Ella trae la lluvia, una novela social para lectores sin prejuicios

Dalina Flores Hilerio / Facultad de Filosofía y Letras, UANL

Algunas disciplinas que tratan de explicar las razones del rechazo que sienten algunos grupos por otros aseguran que se debe al miedo intrínseco hacia lo desconocido.

Tal como parece sostener un célebre aforismo: “más vale malo conocido, que bueno por conocer”, nos aferramos a las estructuras que sentimos más cercanas aunque estén a punto de derrumbarse. Acercarse al otro para entrar en contacto real con su “otredad” pareciera uno de los retos más complejos de nuestros tiempos, pero también, uno de los más urgentes.

Algunas propuestas literarias presentan historias donde la diversidad social desempeña un papel protagónico.

Algunas propuestas literarias, quizás voluntariamente, han incidido en presentar historias donde la diversidad social, la “diferencia”, desempeña un papel protagónico, no con fines dogmáticos, sino como un detonador para que el lector se haga preguntas sobre los paradigmas que determinan sus prácticas culturales. Para algunos críticos, que buscan la pureza del arte por el arte, esta “intencionalidad” pudiera sentirse forzada o colonizadora, sin embargo, hay escritores, sin importar que la industria editorial los catalogue como infantiles o juveniles, que no dejan a un lado la dimensión estética de la obra literaria pues, sin duda, toda forma condiciona el fondo y viceversa.
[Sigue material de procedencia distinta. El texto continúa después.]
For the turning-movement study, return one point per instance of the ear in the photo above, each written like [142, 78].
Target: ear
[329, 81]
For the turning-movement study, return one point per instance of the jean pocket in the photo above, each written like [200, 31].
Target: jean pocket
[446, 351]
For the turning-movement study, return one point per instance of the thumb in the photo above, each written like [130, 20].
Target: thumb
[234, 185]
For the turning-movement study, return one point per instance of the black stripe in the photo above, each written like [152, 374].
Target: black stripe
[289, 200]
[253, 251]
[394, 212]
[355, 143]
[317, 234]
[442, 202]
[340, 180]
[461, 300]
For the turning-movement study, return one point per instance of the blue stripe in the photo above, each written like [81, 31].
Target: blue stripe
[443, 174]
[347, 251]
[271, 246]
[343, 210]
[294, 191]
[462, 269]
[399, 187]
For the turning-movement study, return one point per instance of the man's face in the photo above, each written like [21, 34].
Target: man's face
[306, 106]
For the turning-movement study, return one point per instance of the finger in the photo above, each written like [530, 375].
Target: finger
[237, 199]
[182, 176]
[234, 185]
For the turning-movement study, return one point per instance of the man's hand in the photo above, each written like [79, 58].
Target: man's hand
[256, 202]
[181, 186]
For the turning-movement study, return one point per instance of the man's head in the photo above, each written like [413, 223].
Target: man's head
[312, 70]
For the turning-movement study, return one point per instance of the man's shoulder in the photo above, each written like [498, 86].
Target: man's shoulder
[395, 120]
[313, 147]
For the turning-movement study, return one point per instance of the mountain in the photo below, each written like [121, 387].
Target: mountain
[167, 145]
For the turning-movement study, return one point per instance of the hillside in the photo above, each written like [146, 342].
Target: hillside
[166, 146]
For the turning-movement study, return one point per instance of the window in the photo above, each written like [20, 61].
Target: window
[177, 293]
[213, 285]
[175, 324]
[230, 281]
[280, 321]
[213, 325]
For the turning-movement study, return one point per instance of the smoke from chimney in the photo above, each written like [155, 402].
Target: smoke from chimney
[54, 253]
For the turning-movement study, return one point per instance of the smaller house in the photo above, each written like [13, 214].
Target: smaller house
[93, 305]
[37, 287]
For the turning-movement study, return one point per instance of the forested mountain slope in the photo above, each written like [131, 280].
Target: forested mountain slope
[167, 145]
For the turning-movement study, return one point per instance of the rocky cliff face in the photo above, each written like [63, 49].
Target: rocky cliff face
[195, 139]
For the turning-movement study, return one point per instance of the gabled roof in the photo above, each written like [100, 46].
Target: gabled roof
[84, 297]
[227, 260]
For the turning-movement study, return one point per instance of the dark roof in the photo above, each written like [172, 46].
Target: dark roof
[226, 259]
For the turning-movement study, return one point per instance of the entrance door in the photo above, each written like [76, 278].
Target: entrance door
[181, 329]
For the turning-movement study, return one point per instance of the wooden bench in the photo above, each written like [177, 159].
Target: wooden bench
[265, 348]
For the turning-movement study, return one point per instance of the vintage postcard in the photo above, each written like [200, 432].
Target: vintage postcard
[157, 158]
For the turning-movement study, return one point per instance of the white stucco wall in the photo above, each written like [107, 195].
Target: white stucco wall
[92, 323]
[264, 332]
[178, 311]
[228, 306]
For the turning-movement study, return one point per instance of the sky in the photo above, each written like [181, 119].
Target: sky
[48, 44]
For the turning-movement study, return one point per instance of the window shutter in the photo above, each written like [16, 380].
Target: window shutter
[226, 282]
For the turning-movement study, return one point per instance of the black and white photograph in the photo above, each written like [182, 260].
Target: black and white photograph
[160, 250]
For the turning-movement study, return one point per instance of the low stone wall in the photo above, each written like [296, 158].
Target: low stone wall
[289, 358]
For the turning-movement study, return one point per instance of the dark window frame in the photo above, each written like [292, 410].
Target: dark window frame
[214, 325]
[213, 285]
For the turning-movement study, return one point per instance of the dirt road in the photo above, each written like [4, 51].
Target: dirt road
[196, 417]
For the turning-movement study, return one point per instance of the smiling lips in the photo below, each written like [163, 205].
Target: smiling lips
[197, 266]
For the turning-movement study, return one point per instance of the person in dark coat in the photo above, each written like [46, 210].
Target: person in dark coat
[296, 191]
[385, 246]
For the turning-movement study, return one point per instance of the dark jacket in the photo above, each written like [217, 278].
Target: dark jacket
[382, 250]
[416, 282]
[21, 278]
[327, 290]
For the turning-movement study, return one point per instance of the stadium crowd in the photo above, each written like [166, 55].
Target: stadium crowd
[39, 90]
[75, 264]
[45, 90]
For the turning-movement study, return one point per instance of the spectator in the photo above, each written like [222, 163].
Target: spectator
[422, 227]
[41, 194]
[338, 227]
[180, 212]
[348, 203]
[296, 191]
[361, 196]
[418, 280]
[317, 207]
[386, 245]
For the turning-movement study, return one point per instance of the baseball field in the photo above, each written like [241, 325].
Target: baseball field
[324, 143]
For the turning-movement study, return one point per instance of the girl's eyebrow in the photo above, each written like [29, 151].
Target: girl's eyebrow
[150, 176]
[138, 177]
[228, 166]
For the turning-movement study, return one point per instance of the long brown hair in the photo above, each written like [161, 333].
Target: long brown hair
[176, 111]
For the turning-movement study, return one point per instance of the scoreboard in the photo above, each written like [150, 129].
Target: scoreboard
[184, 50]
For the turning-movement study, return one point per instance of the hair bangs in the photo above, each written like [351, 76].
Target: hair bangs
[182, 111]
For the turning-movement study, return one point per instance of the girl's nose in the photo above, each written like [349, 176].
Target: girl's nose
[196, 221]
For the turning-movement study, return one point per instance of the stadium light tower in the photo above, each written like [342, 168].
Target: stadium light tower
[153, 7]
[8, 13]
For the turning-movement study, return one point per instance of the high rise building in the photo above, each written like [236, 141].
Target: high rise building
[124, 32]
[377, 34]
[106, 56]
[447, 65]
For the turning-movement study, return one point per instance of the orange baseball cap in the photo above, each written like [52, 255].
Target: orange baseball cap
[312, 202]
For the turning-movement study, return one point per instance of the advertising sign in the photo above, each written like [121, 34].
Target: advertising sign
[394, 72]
En nuestro afán por perseguir a las “grandes plumas” de la comarca, a veces apuntamos nuestra mirada hacia otros continentes, sin darnos cuenta de la belleza y el valor que tenemos frente a nuestros ojos. Al alcance de la mano. Para sentirnos partícipes del ambiente intelectual y literario andamos tras el canon y, una vez que leímos Crimen y Castigo, Los miserables o El luto humano, nos sentimos satisfechos de tener una mirada comprometida con los contextos sociales, como si en la literatura catalogada como infantil o juvenil no se pudieran explorar también estas experiencias comprometidas.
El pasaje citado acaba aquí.